I feel that people forget what we’re doing. We’re simply providing a stimulus for the body to change. Our industry has gone all in on marketing, which comes before the science. Most of the fitness industry is simply selling entertainment. If you entertain them while they’re in the gym, they’ll come back, at least until they notice they’re not getting any benefit. What we really have to do is look at the simplest form of what we’re doing–we’re providing an artificial stimulus to cause our bodies to adapt, because we don’t get that stimulus in our everyday lives. Do we need to dance around for an hour? No. That’s not really creating much stimulus at all, it’s just getting you moving. That’s not a bad thing in and of itself, it just doesn’t fit the definition of exercise.
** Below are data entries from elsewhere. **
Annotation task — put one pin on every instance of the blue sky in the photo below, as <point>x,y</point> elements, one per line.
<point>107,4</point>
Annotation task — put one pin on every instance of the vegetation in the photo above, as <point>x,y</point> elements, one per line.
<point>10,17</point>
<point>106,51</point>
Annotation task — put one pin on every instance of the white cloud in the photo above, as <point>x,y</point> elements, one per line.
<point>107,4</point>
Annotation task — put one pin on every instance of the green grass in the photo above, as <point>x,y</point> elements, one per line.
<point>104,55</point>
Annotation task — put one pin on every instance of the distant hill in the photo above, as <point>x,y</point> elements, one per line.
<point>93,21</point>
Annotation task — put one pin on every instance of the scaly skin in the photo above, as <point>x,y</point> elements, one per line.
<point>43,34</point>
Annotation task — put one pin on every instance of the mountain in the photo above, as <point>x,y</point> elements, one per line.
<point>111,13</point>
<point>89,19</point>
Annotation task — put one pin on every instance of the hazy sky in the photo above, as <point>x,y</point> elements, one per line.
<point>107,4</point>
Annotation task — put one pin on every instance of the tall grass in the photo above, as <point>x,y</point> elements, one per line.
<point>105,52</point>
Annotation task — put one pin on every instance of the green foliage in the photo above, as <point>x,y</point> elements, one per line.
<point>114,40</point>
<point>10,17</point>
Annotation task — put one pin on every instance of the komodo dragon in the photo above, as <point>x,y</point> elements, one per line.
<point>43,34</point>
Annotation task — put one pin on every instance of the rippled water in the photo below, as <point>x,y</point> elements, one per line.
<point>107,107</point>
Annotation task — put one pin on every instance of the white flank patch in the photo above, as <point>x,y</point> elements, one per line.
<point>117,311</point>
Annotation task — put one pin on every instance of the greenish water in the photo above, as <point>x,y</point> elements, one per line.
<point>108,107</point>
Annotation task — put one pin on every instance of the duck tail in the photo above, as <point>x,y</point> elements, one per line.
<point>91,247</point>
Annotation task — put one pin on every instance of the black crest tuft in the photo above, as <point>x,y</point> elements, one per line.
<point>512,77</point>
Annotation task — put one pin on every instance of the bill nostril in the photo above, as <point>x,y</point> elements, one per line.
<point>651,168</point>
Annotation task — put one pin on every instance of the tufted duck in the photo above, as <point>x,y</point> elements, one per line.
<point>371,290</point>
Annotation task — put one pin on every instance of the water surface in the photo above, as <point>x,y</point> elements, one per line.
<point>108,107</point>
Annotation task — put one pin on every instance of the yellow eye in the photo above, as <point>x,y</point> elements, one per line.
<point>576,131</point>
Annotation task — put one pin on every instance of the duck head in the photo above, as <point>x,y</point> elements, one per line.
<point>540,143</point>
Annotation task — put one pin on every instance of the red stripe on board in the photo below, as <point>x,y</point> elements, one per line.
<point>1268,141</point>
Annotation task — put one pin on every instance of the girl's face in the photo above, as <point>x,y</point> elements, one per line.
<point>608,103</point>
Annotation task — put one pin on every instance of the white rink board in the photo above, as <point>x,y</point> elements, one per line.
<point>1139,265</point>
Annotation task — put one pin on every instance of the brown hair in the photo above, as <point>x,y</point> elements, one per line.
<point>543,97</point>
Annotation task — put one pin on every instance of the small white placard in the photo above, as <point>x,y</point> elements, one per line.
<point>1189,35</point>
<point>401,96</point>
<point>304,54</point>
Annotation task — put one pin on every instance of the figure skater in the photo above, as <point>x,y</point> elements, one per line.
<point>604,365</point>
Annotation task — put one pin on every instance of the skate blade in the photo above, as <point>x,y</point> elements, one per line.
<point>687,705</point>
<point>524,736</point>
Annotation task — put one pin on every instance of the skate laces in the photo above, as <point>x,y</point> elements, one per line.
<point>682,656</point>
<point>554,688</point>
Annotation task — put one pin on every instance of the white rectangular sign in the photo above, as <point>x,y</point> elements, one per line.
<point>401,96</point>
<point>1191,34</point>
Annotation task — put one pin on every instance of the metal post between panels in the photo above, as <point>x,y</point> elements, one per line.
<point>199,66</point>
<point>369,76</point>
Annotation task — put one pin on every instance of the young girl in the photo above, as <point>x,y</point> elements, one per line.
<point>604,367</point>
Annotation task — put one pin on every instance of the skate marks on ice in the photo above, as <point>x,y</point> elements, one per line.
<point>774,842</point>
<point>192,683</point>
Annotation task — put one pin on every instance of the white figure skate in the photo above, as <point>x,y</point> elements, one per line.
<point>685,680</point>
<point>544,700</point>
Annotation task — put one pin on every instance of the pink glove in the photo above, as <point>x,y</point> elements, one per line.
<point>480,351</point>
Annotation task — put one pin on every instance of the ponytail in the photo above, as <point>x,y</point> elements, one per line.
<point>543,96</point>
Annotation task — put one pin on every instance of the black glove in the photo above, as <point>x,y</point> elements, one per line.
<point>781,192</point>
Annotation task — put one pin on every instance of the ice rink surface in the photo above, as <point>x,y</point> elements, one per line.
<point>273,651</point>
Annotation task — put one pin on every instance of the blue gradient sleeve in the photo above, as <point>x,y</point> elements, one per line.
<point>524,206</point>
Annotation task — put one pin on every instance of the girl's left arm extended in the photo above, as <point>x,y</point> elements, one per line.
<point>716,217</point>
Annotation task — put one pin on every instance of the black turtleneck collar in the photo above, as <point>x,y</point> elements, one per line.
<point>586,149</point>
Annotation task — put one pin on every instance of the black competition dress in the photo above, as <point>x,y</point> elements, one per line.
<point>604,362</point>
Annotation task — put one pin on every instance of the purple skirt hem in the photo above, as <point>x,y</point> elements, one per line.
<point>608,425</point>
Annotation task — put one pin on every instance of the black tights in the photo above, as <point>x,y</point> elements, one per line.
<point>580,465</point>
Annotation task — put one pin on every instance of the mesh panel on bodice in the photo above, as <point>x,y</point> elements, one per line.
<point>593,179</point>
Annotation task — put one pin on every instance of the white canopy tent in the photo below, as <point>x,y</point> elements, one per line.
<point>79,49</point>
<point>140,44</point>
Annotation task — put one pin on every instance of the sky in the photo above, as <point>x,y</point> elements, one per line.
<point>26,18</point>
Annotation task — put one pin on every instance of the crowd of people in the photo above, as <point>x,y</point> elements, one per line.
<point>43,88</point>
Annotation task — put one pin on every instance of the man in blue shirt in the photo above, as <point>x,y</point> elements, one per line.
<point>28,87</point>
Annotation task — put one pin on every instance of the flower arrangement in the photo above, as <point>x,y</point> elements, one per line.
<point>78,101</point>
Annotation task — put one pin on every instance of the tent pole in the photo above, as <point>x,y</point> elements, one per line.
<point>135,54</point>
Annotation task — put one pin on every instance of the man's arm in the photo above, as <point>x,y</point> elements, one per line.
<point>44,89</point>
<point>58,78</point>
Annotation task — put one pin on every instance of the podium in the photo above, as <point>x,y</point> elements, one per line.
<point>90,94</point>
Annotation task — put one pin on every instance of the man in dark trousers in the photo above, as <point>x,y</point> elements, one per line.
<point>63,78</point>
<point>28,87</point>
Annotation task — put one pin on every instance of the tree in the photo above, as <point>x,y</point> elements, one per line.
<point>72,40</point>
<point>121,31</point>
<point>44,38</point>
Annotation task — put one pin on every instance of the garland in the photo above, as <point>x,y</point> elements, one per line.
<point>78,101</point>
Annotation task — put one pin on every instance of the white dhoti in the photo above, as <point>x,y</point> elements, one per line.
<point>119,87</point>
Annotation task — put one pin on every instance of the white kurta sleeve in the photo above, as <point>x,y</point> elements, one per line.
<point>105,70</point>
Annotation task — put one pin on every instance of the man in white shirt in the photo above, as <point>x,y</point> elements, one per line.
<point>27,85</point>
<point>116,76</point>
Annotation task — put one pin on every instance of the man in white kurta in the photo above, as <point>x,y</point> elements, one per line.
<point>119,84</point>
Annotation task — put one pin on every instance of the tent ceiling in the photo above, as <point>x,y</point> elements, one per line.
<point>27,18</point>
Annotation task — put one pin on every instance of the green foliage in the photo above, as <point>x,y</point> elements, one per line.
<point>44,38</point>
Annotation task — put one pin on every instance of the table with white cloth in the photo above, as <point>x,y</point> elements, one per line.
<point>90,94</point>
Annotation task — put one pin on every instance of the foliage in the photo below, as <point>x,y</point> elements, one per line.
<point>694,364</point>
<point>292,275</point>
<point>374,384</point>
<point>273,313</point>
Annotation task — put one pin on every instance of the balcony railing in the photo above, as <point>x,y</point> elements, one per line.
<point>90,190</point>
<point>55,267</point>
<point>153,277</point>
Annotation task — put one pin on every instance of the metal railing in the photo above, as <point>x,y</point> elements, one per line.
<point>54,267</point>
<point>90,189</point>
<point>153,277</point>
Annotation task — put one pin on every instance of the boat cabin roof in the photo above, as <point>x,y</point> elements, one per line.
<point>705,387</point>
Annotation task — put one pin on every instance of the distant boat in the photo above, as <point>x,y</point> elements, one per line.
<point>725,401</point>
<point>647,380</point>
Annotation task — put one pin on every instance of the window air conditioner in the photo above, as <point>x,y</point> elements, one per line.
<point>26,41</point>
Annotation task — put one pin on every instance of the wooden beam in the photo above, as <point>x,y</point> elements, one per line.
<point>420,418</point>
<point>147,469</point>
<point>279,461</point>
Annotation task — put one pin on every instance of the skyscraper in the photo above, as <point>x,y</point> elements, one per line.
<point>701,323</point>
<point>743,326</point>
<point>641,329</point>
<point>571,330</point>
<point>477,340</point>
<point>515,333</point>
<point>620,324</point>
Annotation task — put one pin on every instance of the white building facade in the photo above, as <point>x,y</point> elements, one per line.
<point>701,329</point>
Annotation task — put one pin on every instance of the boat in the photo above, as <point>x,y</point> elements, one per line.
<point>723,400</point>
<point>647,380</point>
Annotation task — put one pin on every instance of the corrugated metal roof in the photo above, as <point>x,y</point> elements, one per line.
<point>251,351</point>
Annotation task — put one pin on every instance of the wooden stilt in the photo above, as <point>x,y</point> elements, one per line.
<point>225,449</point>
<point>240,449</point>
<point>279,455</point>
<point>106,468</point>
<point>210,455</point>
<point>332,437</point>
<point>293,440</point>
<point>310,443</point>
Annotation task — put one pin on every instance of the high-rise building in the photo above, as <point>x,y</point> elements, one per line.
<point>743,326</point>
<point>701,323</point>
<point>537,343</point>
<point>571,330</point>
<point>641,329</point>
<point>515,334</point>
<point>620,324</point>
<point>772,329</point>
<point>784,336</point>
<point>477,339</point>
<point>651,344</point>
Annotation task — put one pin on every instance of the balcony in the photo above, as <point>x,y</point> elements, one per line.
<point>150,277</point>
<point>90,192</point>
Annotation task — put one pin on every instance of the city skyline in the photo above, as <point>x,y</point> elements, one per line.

If you’re moving but not creating an overload, you’re just performing work. According to Eric, “The exercise makes the activity better, the activity is not the exercise. People tell me that ‘I got all my cardio in today, I shoveled snow’ and I always respond, ‘I understand what you’re saying to me, but it’s not creating an adaptive overload’.”
Eric asked me “what defines the term professional?” The industry is easy to get into–there are so many franchises that will give you turn key way to run your business. Are they professionals? I would suggest that most of them are marketing professionals that use exercise to make them money. They perform marketing to get people to pay them money to come to a place, and they are simply paying money to be there. I don’t consider most of them to be professionals in the fitness industry. Most places, they aren’t seeing many results. They’re owned by people who have no idea what exercise is, and it’s just another revenue stream for them.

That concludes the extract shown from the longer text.